E-mail: valerie.sim@ualberta.ca
Background
Prion disease is a transmissible fatal brain disease that can happen spontaneously when the normal form of the prion protein changes shape. This misshapen form then triggers a chain reaction, causing other normal prion proteins to change shape and clump together. These clumps spread through the brain and kill brain cells. Depending on which shape is present, the disease can affect different parts of the brain. Sometimes the disease can be inherited, if the normal prion protein has a mutation that makes it more likely to fold into the wrong shape. Also, the disease has been transmitted from human to human through contaminated growth hormone, corneal transplants, or cadaveric dura mater used in brain surgeries. Sometimes the disease can cross between species, with the classic example being variant Creutzfeldt-Jakob disease (vCJD) caused by consumption of food contaminated with bovine spongiform encephalopathy (BSE or mad cow disease). We do not yet know whether chronic wasting disease (CWD) of deer, elk, moose and reindeer pose a direct risk to human health.
Projects
Treatments
We use a brain slice culture model, or "prion disease in a dish", which is ideal for studying how the stages of diseases develop as well as for testing different types of treatments. We are targeting three different stages (the three "C's") of disease in order to find a cure:
Conversion
During disease, prion proteins change shape and then cause other prion proteins to change shape. Blocking this shape-changing process (called conversion) is one target for drugs. We are testing more than one conversion inhibitor at a time because we know that if we only prevent conversion into one shape, the prion protein is able to adapt and convert into a different shape. This is similar to the idea of antimicrobial resistance in bacteria.
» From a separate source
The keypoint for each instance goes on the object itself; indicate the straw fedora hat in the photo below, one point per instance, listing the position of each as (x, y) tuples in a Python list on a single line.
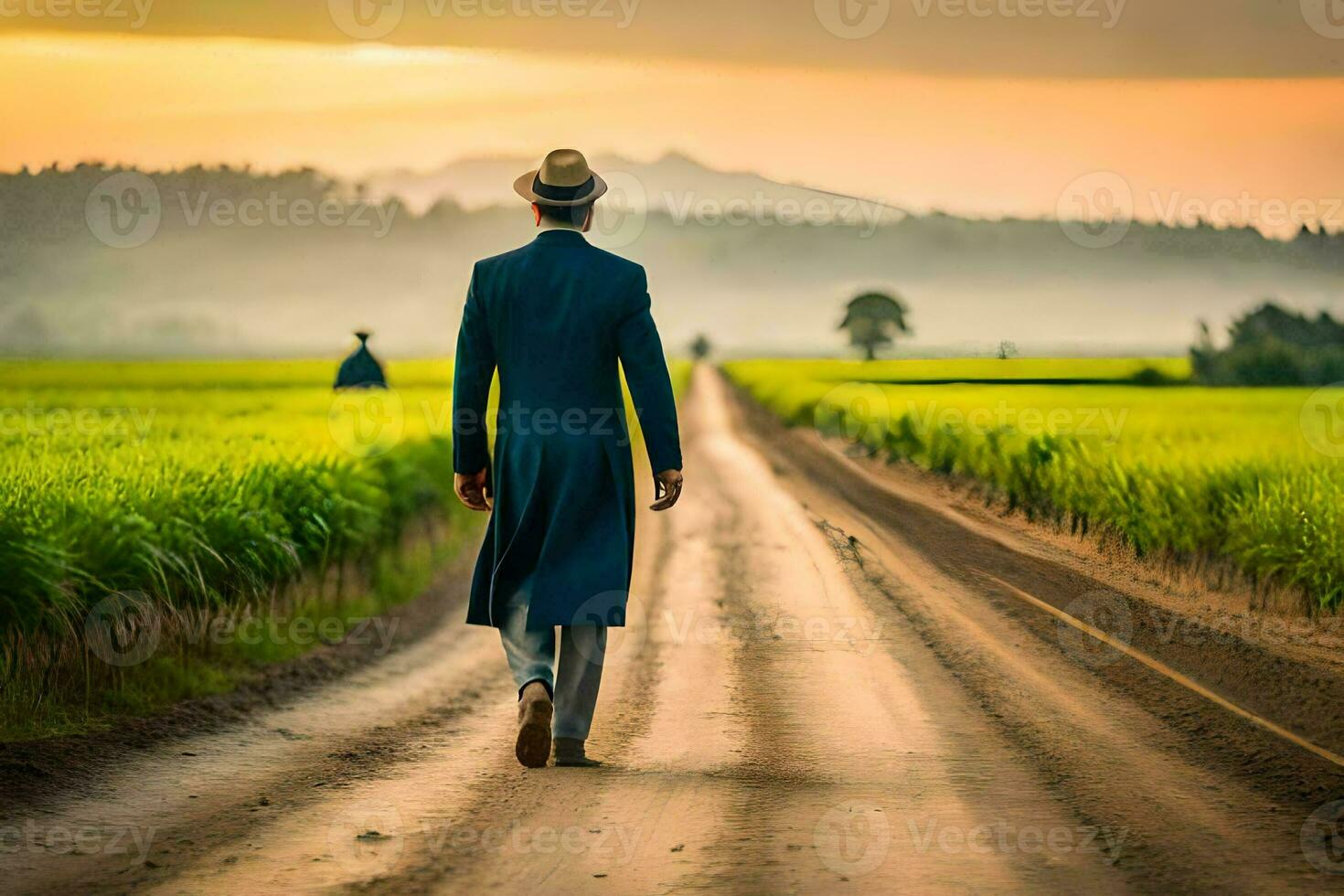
[(562, 180)]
This shape or conformation resistance in prions could be one reason that treatments have failed to date.
Clearance
There are cell processes that try to get rid of the misshaped prion proteins as they form. Improving this clearance process is another way to treat disease.
Cell death
As misshapen prion proteins build up in the brain, they trigger brain cell death. Using drugs that help cells resist cell death is a third way to slow down the disease. I believe it is only by targeting all three targets that we will be successful in treating prion disease. Currently, we are testing compounds that are already safe in humans, so that we can quickly translate our findings to human use.
Strains
We are also studying details about the prion protein structure itself. We want to better understand how prion protein can take on different shapes and how these shapes affect how toxic and infectious the prion protein becomes. In particular, we want to know whether the prion disease of deer and elk, Chronic Wasting Disease, may pose a risk to human health. I believe this depends a lot on what types of shapes the deer and elk prion proteins can form.
Selected publications
Norman G, Campeau J, Sim VL. High dose and delayed treatment with bile acids ineffective in RML prion-infected mice. Antimicrob Agents Chemother. 62(8). 2018 May 21. pii: AAC.00222-18. doi: 10.1128/AAC.00222-18. 2018.
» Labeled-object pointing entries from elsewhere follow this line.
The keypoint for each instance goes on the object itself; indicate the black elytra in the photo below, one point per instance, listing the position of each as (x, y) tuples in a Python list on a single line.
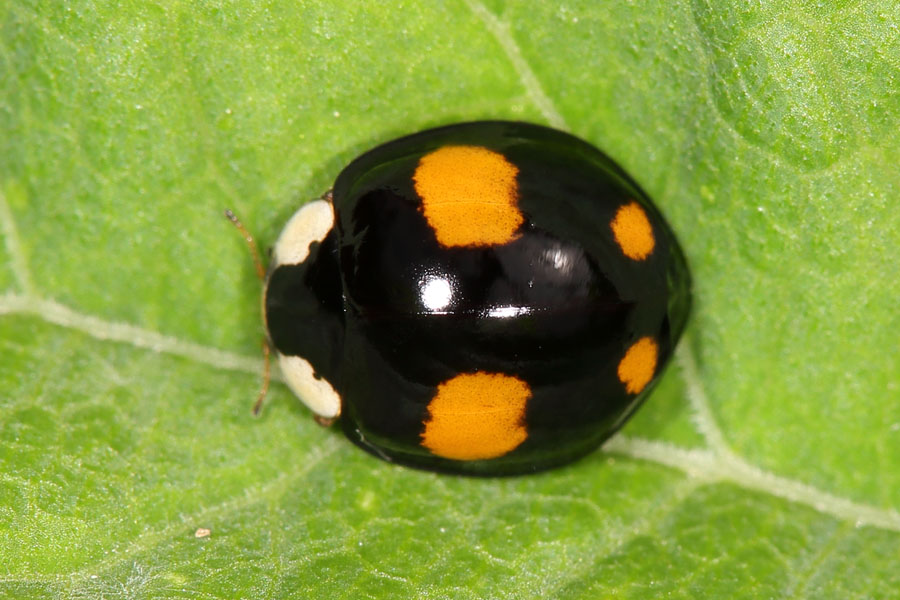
[(493, 353)]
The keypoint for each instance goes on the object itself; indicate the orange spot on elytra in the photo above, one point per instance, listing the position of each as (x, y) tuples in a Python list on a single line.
[(469, 196), (633, 231), (476, 416), (638, 366)]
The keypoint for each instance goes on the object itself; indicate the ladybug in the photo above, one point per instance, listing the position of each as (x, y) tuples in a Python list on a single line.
[(485, 298)]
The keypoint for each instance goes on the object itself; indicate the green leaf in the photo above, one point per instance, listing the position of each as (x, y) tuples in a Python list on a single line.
[(767, 464)]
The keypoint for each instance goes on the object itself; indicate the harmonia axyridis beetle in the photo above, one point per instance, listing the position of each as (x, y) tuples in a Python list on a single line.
[(485, 298)]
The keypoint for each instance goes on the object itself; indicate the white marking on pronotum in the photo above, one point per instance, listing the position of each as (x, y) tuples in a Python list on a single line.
[(309, 224), (317, 394)]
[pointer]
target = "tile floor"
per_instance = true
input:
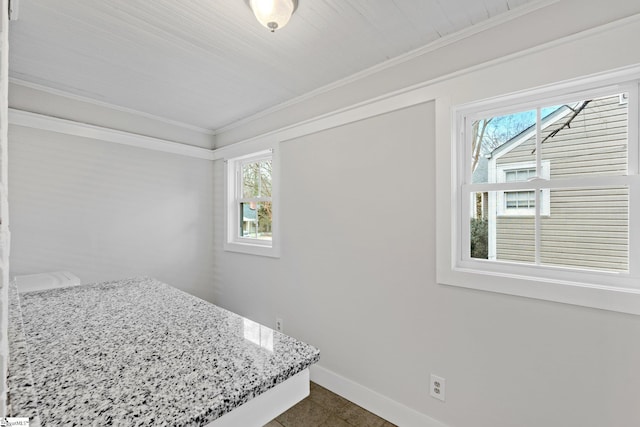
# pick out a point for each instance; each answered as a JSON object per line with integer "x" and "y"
{"x": 323, "y": 408}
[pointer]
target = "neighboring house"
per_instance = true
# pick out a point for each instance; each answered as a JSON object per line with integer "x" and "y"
{"x": 588, "y": 137}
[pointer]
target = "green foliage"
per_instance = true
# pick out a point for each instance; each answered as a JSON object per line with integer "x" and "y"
{"x": 479, "y": 238}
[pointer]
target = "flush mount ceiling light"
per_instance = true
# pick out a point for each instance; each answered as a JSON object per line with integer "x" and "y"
{"x": 273, "y": 14}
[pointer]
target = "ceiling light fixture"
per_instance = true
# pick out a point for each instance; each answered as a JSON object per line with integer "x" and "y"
{"x": 273, "y": 14}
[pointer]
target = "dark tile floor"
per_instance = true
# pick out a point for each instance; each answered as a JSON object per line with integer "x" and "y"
{"x": 323, "y": 408}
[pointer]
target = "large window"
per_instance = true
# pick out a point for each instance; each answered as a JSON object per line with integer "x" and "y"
{"x": 250, "y": 204}
{"x": 549, "y": 190}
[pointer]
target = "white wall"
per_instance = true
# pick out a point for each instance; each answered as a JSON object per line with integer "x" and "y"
{"x": 357, "y": 279}
{"x": 357, "y": 272}
{"x": 109, "y": 211}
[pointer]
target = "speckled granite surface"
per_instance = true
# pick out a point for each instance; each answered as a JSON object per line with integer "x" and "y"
{"x": 139, "y": 352}
{"x": 19, "y": 379}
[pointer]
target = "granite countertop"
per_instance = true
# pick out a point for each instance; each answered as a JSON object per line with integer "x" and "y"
{"x": 139, "y": 352}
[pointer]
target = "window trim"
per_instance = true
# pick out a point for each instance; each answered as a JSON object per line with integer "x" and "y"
{"x": 561, "y": 284}
{"x": 233, "y": 242}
Foroutanpay BV, Kumar J, Kang SG, Danaei N, Westaway D, Sim VL, Kar S. The effects of N-terminal mutations on beta-amyloid peptide aggregation and toxicity. Neuroscience. 20(379):177-188. doi: 10.1016/j.neuroscience.2018.
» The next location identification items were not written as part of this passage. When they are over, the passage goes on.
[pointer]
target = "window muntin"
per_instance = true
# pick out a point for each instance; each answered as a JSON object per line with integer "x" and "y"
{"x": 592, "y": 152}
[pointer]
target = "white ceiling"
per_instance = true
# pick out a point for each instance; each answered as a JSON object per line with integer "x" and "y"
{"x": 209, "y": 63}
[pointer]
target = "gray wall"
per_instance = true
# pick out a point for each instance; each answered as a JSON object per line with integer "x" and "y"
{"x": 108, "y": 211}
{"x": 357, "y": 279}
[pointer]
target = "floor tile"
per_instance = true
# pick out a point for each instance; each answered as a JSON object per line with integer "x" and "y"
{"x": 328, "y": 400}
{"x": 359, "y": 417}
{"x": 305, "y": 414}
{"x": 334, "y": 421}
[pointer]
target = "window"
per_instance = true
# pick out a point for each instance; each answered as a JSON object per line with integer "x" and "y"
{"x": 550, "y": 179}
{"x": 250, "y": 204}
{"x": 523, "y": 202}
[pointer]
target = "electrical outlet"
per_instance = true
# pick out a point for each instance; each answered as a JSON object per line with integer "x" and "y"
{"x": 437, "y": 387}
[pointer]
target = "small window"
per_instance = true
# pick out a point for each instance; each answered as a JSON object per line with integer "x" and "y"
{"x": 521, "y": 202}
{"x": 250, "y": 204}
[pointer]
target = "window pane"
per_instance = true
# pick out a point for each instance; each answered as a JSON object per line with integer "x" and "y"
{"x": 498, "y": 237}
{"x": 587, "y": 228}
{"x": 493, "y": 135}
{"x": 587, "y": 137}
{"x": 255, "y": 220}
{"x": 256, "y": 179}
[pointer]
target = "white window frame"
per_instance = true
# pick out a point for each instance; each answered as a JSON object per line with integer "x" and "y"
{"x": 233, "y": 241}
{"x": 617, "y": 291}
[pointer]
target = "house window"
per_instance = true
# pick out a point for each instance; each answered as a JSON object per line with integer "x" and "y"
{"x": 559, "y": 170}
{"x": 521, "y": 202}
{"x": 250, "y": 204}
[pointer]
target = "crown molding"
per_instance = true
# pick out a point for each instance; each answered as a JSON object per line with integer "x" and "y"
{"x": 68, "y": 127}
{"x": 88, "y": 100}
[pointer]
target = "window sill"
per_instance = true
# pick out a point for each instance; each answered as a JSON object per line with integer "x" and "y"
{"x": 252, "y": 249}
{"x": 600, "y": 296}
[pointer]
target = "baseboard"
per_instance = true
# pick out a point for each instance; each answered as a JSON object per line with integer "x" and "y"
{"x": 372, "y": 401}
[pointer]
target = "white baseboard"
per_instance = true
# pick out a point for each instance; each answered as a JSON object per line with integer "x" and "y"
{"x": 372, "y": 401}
Gupta AN, Neupane K, Rezajooei N, Cortez L, Sim V, Woodside MT. Pharmacological chaperone reshapes the energy landscape for folding and aggregation of the prion protein. Nat Commun. 7:12058. 10.1038/ncomms12058. 2016.
Kumar J, Namsechi R, and Sim VL. Structure-based peptide design to modulate amyloid beta aggregation and reduce cytotoxicity. PLoS ONE. 10(6):e0129087. 2015.